AIFAQ for Linux Foundation Incubation
Instance
https://www.aifaq.pro/linux-foundation-dt.html
Proposal
Proposal to Advance AIFAQ Lab to Incubation
Submitted to: Linux Foundation Decentralized Trust (LFDT) – Technical Advisory Committee (TAC)
Submitted by: AIFAQ Lab
Date: December 2025
1. Executive Summary
AIFAQ Lab respectfully requests consideration by the LFDT Technical Advisory Committee to move the AIFAQ project from its current lab status into Incubation.

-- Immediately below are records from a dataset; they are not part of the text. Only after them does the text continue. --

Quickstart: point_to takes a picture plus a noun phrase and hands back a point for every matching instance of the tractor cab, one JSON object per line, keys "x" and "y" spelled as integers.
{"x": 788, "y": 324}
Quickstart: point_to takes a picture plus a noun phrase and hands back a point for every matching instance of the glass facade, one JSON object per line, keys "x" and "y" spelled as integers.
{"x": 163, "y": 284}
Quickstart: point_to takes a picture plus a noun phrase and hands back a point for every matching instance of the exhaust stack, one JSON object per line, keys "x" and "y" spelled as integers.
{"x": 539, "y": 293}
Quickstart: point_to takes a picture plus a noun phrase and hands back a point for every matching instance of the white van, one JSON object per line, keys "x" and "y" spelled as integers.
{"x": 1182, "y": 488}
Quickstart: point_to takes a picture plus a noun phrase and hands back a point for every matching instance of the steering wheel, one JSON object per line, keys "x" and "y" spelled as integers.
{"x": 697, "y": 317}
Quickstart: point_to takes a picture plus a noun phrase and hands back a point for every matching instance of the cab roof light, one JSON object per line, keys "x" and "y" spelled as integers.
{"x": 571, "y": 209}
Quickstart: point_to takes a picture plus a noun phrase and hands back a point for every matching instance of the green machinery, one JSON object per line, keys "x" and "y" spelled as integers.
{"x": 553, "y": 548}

Over the past year, AIFAQ has evolved into a robust, AI knowledge system designed to help enterprises securely operationalize their documentation, data governance, and AI-powered decision support.
The project aligns directly with the LFDT mission by providing open, decentralized, secure AI infrastructure that organizations can deploy within their own environments. AIFAQ enables trusted knowledge orchestration across documentation, structured and unstructured data, enterprise storage, and domain-specific knowledge bases.
This proposal outlines the project, its scope, development resources, governance, and maintainers, and confirms vendor neutrality per LFDT guidelines.
2. Project Description
AIFAQ is an open-source, enterprise-focused multi-agent Retrieval-Augmented Generation (RAG) framework designed to allow organizations to:
Build private AI knowledge bases using their own documentation and data
Deploy AI assistants that understand and reason over domain-specific information
Operate fully within secure enterprise environments (Snowflake, AWS, on-prem)
Maintain strict data isolation between tenants through private data “bins,” stages, and warehouses
Automate ingestion, indexing, and retrieval of structured + unstructured data
Integrate directly into existing workflows including Web Sites, Discord, Snowflake Cortex, and enterprise knowledge systems
Key Innovation:
AIFAQ provides a turnkey, vendor-neutral framework for multi-agent enterprise knowledge orchestration, meeting the rising need for organizations to adopt AI safely, with deterministic control over where data lives, how it’s stored, and how it’s queried.
AIFAQ is currently deployed in demonstration environments through:
LFDT Chat Bot for researching difference between Fabric 1.2 and Fabric 1.3
Snowflake Native App (Version 1) – unstructured document ingestion (PDF/DOCX/CSV/TXT) from Snowflake Stages
AIFAQ Web Platform – admin dashboards, private document bins, role-based permissions
Multi-Agent Orchestration Engine – research agent, summarization agent, verification agent, and persona-based assistants
Founders Institute Case Study – currently active on the FI Keystone chapters Website, used throughout demos to illustrate enterprise onboarding, document segmentation, and permissioned knowledge delivery
The project is intended to become a standard for enterprise-grade, privacy-preserving RAG solutions within the LFDT ecosystem.
3. Project Scope
Technical Scope:
Multi-agent orchestration engine for RAG and enterprise knowledge tasks
Private tenant provisioning and isolated data silos for each organization
Document ingestion pipelines for structured + unstructured data
Snowflake Native App integrations (Version 1: unstructured ingestion; Version 2: Iceberg connectivity)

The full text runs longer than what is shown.